Thank you to Dr Whelan and colleagues for their constructive comments Reference Whelan, Reddy and Andrews1 regarding the patient satisfaction scale, PatSat. Reference Hansen, Vincent, Harris, David, Surafudheen and Kingdon2 The idea for this scale sprung from years of using home-made scales for the yearly appraisal in a flawed attempt to measure the individual doctor's performance in the eyes of the patient. PatSat is therefore uniquely focused on the relationship between the clinician and the individual patient.
As Whelan et al correctly point out, the patient/doctor relationship is only a part of a patient's overall satisfaction with the service, but PatSat provides an evidence-based fundament for the individual clinician to learn about the relative strengths and weaknesses of his or her practice. The idea is that the clinician then can, through supervision, target areas that need further improvement and build on his or her stronger points.

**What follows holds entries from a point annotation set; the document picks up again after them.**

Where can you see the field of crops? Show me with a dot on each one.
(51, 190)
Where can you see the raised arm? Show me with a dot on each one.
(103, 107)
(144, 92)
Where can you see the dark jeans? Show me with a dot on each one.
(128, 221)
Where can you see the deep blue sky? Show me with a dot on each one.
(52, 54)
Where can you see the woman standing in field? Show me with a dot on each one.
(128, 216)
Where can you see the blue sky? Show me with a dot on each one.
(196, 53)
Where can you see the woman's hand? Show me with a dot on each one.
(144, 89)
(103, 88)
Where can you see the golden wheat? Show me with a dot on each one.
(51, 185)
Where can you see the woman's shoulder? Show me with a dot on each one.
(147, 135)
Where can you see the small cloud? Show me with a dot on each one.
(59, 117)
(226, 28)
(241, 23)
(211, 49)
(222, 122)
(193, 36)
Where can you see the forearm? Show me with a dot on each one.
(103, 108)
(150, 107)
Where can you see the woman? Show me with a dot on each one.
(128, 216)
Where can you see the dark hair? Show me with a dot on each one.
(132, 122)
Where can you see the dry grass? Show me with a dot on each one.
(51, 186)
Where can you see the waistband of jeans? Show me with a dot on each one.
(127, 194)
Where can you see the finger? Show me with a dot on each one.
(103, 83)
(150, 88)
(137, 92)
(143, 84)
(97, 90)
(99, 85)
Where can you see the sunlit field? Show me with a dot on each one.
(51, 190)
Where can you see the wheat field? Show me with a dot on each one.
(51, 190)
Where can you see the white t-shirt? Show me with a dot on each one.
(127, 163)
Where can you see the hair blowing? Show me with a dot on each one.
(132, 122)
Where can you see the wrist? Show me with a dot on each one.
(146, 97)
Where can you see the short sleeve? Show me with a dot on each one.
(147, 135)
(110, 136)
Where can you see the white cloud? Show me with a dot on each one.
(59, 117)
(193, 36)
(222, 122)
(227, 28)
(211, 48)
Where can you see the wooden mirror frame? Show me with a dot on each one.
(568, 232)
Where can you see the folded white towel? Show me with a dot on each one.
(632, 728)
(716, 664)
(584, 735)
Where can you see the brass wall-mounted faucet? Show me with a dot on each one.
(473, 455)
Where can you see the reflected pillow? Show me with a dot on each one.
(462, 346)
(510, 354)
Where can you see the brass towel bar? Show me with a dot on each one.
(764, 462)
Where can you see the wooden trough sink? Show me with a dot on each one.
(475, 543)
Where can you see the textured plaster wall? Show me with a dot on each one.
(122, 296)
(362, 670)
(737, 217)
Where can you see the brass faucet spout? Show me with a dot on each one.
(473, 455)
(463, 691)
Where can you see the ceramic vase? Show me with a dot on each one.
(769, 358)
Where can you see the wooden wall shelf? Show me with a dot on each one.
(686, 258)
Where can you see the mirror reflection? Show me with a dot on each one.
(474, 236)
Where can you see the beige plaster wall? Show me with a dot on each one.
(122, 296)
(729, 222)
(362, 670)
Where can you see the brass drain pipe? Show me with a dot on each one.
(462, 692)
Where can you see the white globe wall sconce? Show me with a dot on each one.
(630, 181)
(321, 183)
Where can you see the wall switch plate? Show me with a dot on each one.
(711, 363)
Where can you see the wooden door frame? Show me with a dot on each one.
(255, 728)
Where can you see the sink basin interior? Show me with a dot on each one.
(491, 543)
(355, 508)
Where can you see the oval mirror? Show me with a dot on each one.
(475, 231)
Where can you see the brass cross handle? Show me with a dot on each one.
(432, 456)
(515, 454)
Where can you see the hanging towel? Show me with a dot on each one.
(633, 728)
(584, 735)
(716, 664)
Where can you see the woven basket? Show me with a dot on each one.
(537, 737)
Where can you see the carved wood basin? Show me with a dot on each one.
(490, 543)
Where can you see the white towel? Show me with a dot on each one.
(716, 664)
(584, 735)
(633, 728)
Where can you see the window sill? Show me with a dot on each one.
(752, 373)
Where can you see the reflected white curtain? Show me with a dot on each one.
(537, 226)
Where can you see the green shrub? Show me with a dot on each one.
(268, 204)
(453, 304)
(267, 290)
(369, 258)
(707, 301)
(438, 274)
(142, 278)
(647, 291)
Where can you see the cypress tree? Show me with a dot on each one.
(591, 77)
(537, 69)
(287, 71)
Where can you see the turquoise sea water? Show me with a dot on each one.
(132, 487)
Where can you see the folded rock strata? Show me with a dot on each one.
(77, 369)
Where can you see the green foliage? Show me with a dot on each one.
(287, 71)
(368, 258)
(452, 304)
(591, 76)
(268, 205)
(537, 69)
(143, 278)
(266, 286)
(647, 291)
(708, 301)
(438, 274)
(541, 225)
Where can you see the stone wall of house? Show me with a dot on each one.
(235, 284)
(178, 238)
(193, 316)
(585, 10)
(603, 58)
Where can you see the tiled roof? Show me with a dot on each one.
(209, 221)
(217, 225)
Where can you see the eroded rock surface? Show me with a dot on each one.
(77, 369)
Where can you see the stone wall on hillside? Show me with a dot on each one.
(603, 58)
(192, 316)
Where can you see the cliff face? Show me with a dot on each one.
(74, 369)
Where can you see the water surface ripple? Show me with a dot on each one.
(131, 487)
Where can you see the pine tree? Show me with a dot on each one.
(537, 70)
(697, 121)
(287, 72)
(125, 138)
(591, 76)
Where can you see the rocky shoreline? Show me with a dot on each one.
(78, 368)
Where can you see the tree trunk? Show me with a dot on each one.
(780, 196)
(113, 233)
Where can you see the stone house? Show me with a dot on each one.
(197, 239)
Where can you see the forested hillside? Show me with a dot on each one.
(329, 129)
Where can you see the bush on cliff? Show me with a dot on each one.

Whelan and colleagues also allude to the importance of treatment outcome and its possible relationship with patient satisfaction. In spite of inherent problems with patient satisfaction questionnaires, such as the ‘ceiling effect’ (patients often scoring their clinician at the very high end of the spectrum) and poor response rates, the majority of the existing literature on this issue points to a strong correlation between outcome and patient satisfaction, especially with the individual clinician. Reference Day, Bentall, Roberts, Randall, Rogers and Cattell3
The next step would be to investigate the correlation between commonly used, validated rating scales, e.g. the Hamilton Rating Scale for Depression (HRSD) and the Positive and Negative Syndrome Scale (PANSS), and patient satisfaction. In the PatSat scale the clinician has a direct way of testing and re-testing his or her personal impact on patients and the hope is therefore that this will provide an important avenue to improving outcomes for patients.